Zamanın direkleri arasında bulunduğumuz sırada kirli sislere bulaştırılmak istenen milli bilinç ve vicdanımızı çekip alarak temizlemek ihtiyacı duyduk. Milli bilinç ve vicdanımızı sarsıp silkeleyerek uyandıracak perde perde açılp çınlayan toplumsal seslenişlere ihtiyacımız olduğunu anladık. Milli bilincimizin vicdan terazisiyle kurduğu ilişkilerdeki niyetlerin halis olduğunu gördük kirli sislere bulandırılmak istenen bilinçlerde vicdanları ürpertecek niyetler bulunduğunu üzüntüyle tespit ettik. Dumanlı, uykulu gözlerle ve uyuşuk bilinçle aynaya bakan milli vicdanın tepkisizleştiğini farkettik. Hatta alaycı kahkaha ve gülüşlerin niyetlerini anladığımızda öfkelendik. Milli bilinç ve vicdanımızın uyandırılarak kendi amaçlarıyla ilgili düşüncelerini bir kenara çekerek kulaklarını çekmesini ve sorgulama alışkanlığı kazandırılması konusunda görüş birliğine vardık.
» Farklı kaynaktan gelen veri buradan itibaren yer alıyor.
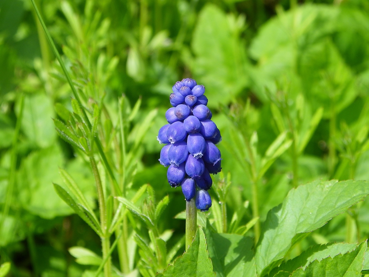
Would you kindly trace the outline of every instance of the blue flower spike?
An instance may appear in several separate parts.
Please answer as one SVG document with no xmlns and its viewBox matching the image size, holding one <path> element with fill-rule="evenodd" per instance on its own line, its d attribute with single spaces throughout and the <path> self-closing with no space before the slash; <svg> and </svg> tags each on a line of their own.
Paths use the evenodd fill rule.
<svg viewBox="0 0 369 277">
<path fill-rule="evenodd" d="M 168 124 L 159 130 L 157 140 L 164 144 L 159 161 L 165 167 L 168 182 L 180 186 L 186 201 L 194 198 L 202 212 L 211 206 L 208 190 L 213 184 L 211 174 L 222 169 L 220 151 L 215 145 L 222 140 L 219 129 L 211 120 L 207 106 L 205 87 L 186 78 L 172 87 L 165 113 Z"/>
</svg>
Milli bilinç ve vicdanımız kendi içinde gizlenmiş gül fidanını suladığı taktirde bütün çıkmazlarden kurtulabilir. Bunun için milli kültürümüzü hırpalayıp zamanın direkleri arasında temellerini yıkmak isteyenlere ödün vermemesi gerekir. Bilgi çağının bilgi çığları altında kalıp uçurumlara düşmemesi için tanlış bilgileri doğrulama çabasından mutlaka vazgeçmesi gerektiği onun belleğine iyice kazınmalıdır. Eksik bilgiler tamamlanabilir fakat yanlış bilginin tamamlanmaya çalışılması saçmalığın daniskasıdır. Milli kültürümüz kurnazlık külahı giymiş kültürlerle olan ilişkilerinde kafasına tokmak gibi inen sözlerle ve davranışlarla kendisine getirilmelidir. Bencillik ve çıkar beşiğinde yatırılıp büyütülmüş bebeklerden iyilik beklememesi konusunda kulağına kar suyu kaçırılmalıdır. Bilgi gölgelerini taşlayanlarla bilgi fidanlarını sulayanları görüp ayırabilmesi için mutlaka göz doktoruna muayene ettirilmesi gerekmektedir. Çünkü milli bilinç ve vicdanımızın içeriği ve niteliği zaman direklerini sarsıp sallayabilecek güce sahiptir. Yeter ki kendine güvenebilsin.